Based on our PD-1-based DNA vaccine platform, a COVID-19 DNA vaccine for SARS-CoV-2, namely ICCOV, has been constructed. Compared to non-targeting vaccines, pre-clinical tests in animal models demonstrate that ICCOV not only triggers a high level of neutralizing antibody response against multiple SARS-CoV-2 variants, but also induces a potent polyfunctional cytotoxic CD8+ T cell immune responses. More importantly, the effiacy of this vaccine against SARS-CoV-2 infection has been validated in mouse models. In collaboration with HKU, the first-in-human clinical trial of ICCOV has recently started. We are also conducting R&D on the booster vaccination strategy and the next generation ICCOV vaccine targeting SARS-CoV-2 variants.



Preclinical studies show that the IMC-003 vaccine, encoding a PD-1-linked tumour-associated antigen, provides effective control against established mesothelioma in combination with an immune checkpoint inhibitor in animal models.

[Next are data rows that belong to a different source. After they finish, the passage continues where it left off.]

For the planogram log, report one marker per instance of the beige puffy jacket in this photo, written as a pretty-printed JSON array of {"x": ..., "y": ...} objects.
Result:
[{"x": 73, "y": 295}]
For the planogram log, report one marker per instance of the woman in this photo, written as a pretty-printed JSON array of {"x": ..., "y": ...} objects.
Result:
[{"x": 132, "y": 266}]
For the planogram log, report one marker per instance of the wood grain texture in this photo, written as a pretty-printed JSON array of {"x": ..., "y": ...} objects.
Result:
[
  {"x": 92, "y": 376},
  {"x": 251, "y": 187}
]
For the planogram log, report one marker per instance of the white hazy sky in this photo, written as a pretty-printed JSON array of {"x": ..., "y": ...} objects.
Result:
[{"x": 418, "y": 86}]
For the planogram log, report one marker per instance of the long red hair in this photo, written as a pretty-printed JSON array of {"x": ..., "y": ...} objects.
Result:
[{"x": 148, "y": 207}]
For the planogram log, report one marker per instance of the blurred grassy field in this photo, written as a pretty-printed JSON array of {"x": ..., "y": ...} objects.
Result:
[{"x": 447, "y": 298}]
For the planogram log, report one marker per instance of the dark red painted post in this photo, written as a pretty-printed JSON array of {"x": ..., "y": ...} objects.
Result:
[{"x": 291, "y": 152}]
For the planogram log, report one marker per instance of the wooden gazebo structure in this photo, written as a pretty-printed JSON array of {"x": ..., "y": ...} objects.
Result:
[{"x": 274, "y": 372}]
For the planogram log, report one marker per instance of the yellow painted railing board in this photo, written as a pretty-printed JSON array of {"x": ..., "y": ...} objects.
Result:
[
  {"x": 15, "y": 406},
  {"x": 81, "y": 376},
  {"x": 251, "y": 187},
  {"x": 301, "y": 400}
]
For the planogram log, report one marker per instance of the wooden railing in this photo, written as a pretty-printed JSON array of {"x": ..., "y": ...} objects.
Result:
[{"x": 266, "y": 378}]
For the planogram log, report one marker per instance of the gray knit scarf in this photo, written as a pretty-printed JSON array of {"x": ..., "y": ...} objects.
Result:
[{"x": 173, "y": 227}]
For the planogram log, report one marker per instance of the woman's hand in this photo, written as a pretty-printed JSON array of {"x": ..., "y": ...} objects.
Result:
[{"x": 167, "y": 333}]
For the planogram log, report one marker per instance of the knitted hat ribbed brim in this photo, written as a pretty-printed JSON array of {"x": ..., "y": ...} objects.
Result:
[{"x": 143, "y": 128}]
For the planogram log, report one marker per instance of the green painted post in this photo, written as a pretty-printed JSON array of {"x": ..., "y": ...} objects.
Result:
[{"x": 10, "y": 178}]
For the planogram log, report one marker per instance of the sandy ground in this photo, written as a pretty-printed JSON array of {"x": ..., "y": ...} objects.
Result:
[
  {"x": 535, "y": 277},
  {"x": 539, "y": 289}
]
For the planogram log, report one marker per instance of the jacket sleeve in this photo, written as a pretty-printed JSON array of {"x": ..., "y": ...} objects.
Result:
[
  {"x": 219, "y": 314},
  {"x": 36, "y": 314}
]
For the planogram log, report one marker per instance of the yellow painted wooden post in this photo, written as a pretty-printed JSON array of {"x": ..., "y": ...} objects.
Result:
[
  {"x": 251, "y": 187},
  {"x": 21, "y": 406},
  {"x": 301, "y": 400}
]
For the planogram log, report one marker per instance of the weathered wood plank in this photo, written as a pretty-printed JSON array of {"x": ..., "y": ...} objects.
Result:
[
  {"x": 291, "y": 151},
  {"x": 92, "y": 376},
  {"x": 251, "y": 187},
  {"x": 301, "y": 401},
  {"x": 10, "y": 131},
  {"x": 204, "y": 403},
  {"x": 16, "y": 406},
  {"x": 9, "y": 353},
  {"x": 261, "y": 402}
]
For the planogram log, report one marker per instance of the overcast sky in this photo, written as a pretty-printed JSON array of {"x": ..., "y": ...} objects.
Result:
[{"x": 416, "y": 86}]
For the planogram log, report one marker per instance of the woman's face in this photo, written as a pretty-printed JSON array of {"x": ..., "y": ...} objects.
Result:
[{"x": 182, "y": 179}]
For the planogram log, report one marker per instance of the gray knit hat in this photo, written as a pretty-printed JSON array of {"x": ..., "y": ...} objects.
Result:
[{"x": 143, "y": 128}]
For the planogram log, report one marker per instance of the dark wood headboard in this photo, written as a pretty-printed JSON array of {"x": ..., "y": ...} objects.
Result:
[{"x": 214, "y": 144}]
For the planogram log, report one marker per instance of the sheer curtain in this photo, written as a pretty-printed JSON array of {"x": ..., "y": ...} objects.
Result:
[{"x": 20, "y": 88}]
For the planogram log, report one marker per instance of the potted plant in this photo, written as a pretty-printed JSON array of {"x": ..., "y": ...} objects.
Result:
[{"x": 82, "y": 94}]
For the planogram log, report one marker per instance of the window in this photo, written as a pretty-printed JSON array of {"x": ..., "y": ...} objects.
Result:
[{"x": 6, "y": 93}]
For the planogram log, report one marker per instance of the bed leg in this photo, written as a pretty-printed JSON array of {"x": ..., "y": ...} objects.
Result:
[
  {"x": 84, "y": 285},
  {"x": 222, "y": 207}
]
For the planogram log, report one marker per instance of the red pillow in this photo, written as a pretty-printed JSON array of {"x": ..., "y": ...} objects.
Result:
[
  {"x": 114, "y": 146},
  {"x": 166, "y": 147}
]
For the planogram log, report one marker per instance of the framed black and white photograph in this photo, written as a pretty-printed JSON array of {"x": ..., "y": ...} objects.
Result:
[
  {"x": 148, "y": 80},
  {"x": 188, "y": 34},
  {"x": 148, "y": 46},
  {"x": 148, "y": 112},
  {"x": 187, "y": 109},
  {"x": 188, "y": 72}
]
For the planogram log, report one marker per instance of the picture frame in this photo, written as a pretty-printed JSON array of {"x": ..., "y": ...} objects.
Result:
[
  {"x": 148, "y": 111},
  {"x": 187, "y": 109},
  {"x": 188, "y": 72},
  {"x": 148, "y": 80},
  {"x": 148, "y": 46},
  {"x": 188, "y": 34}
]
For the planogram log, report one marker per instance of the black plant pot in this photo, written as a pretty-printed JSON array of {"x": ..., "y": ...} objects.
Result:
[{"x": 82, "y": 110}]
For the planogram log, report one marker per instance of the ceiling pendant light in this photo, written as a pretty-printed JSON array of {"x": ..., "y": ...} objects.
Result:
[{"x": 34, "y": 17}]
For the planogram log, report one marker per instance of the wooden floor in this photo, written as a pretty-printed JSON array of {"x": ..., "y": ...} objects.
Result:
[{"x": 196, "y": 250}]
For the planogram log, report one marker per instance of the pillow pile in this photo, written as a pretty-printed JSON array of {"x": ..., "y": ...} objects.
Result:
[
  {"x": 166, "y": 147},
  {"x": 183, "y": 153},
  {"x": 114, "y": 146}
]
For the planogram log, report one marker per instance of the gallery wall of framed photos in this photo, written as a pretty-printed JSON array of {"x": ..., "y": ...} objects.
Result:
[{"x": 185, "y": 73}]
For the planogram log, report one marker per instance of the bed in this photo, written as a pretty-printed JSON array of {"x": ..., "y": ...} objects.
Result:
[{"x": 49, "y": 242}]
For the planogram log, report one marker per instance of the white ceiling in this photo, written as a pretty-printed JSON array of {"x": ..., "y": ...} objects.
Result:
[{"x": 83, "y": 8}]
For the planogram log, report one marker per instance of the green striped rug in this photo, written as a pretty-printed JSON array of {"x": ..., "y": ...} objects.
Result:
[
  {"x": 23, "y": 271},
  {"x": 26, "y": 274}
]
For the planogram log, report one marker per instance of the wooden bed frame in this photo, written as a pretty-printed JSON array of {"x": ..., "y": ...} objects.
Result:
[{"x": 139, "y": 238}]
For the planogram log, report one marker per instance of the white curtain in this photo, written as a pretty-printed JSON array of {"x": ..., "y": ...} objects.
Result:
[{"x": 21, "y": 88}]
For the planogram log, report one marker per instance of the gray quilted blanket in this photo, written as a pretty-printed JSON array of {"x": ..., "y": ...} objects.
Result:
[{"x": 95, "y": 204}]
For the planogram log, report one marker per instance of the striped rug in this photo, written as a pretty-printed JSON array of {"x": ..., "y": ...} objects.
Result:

IMC-004 is an antibody against a unique PD-1 isoform. Preclinical studies show that it has potential therapeutic effects against inflammatory-related diseases, including cancers. We are currently conducting drug candidate optimisation. In addition, the efficacy of IMC-004 to treat liver and colorectal cancers is being evaluated in preclinical animal models.



We are currently developing novel needleless injection systems for DNA vaccination, aiming to improve DNA vaccine efficiency and to minimise the invasiveness of electroporaion.